Ranking mostra grande distância para cumprimento das metas de saneamento básico



Novo estudo, com base no Sistema Nacional de Informações sobre Saneamento (SNIS – base 2018), mostra que avanços são insuficientes para Brasil cumprir compromissos nacionais e internacionais em água tratada, coleta e tratamento dos esgotos.

 

Enquanto o Brasil ainda rediscute a legislação nacional acerca do saneamento básico, os compromissos internacionais assinados pelo próprio país se aproximam da data limite imposta para o cumprimento das metas, sobretudo com o Objetivo do Desenvolvimento Sustentável (ODS) da ONU em 2015, em que o Brasil é signatário e se compromete em universalizar o saneamento básico até 2030 para todos. Internamente, o país também tem o compromisso de atingir a universalização proposto pelo Plano Nacional de Saneamento Básico (PLANSAB) até 2033.

 

No novo Ranking do Saneamento Básico baseado nos 100 maiores municípios do Brasil, em parceria com a GO Associados, os costumeiros indicadores de acesso à água e esgotamento sanitário apontam estagnação no país. Em números gerais, usando o Sistema Nacional de Informações sobre Saneamento (SNIS – base 2018), ainda 16,38% da população brasileira não tem acesso ao abastecimento de água (quase 35 milhões de pessoas – 3x a população de Portugal); 46,85% não dispõem da cobertura da coleta de esgoto (mais de 100 milhões de pessoas – mais de 2x a população da Argentina). O volume de esgoto no Brasil ainda é um desafio, somente 46% do volume gerado de esgoto no país é tratado.

 

Em ano de eleições municipais, o novo Ranking do Saneamento Básico mostra a responsabilidade dos Prefeitos em fazer avançar os indicadores de água e esgotamento sanitário, sobretudo porque é de responsabilidade do Poder Executivo municipal a titularidade do saneamento. É papel indelegável o planejamento sanitário, a partir da formulação e execução do Plano Municipal de Saneamento Básico (PMSB), sendo obrigatória a participação da sociedade civil. Já nas Regiões Metropolitanas a decisão do STF, desde 2013, é de que as decisões sejam compartilhadas entre os municípios e estado. A responsabilidade sobre os avanços de saneamento básico é de todos.

 

Considerando os 100 maiores municípios brasileiros por número de habitantes, o Ranking contempla mais de 40% da população brasileira e todas as capitais do país. Ao analisar os números desde 2011, é possível concluir que os indicadores avançaram, mas abaixo da velocidade que precisavam.Metodologia do ranking:

 

A metodologia completa do Ranking está disponível no site oficial do Instituto Trata Brasil. Explica os indicadores e as notas dos municípios perfazendo a colocação de cada cidade no ranking.

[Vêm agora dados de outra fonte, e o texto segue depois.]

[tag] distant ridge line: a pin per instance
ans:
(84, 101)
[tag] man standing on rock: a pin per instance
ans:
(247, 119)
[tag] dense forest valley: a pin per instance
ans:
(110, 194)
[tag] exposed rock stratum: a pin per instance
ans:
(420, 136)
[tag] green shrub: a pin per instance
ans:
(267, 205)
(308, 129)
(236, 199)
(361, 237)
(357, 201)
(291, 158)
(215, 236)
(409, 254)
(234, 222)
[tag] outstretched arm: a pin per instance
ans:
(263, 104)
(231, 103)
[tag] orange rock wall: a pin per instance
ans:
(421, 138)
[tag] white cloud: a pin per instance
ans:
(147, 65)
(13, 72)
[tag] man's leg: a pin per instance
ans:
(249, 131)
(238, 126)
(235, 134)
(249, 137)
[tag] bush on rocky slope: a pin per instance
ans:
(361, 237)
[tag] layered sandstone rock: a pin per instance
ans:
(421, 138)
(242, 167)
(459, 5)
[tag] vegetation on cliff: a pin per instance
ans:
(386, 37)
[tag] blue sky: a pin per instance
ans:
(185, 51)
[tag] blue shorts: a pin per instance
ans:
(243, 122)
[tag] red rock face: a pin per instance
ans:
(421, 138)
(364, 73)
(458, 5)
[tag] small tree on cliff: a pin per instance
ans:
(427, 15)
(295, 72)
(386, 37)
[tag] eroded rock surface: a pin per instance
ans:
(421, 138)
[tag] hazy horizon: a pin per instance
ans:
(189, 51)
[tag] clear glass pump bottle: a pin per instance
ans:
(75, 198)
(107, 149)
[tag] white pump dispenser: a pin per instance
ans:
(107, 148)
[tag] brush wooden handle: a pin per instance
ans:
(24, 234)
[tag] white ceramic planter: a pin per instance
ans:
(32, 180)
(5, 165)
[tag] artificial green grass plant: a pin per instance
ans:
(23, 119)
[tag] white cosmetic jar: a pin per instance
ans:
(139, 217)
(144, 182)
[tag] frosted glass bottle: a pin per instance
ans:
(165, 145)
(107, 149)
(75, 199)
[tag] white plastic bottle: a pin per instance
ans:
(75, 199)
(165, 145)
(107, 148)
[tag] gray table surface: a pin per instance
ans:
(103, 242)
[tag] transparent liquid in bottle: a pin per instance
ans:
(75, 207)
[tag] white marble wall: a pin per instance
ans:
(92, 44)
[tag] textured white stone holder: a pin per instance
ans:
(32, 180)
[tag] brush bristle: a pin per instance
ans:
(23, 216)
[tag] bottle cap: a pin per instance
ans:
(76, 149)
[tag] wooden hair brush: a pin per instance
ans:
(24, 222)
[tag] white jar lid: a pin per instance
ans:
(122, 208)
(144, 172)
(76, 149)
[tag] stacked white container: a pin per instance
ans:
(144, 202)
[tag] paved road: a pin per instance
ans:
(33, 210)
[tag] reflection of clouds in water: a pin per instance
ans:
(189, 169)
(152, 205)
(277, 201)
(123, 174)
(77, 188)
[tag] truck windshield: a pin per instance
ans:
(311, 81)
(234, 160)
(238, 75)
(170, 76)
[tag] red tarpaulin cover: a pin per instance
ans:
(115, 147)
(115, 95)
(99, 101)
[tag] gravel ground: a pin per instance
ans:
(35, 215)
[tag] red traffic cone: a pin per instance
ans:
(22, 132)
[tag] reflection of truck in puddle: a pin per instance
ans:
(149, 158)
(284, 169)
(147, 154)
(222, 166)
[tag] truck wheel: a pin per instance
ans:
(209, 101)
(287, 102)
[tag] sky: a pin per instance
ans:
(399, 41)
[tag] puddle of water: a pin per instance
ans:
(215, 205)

População com coleta de esgotos nas 100 maiores cidades

 

Os problemas da falta de esgotamento sanitário ainda são latentes no Brasil, sobretudo a coleta e o tratamento dos esgotos. Em 2018, o Brasil inteiro despejou na natureza 5.715 piscinas olímpicas de esgoto sem tratamento por dia. Por ano, esse número ultrapassa 2 milhões de piscinas olímpicas de esgoto despejadas de forma indevida.

 

O indicador médio de coleta de esgotos nos 100 maiores municípios foi 73,30%, avanço tímido frente aos 72,77% verificados em 2017. No geral, os 100 maiores municípios possuem coleta de esgoto bastante superior à média do Brasil, que foi de 53,2%.Cenário desafiador

 

Os maiores desafios na cobertura de coleta de esgotos ainda permanecem no Norte, seguido do Nordeste. Das 10 piores cidades neste indicador, nove são do Norte ou Nordeste, com destaques para as capitais Belém (PA), Manaus (AM), Macapá (AP) e Porto Velho (RO).Cenário positivo

 

Na contramão, outras cidades apresentam índices praticamente universalizados em relação à porcentagem de população com acesso à coleta de esgoto.Tratamento dos esgotos nas 100 maiores cidades

 

O indicador médio do tratamento de esgotos nos 100 maiores municípios em 2018 foi de 56,07%; pequeno avanço em relação aos 55,61% de 2017. Segundo o SNIS, a média nacional foi de 46,3%, ou seja, as maiores cidades tratam, na média, mais esgotos que a o país. No entanto, em ambos os casos, o indicador está baixo mostrando ser um dos maiores desafios a serem enfrentados.Em contraste com os indicadores de atendimento da população com água tratada e coleta de esgotos, o tratamento dos esgotos, a distribuição das cidades no gráfico mostra uma elevada concentração de cidades cujo tratamento não chega a 20% (19 cidades). 37 cidades tratam menos de 40% dos esgotos e apenas 26 municípios tratam 80% ou mais. O tratamento de esgotos é o que está mais longe da universalização, mesmo nos 100 maiores municípios do país em população.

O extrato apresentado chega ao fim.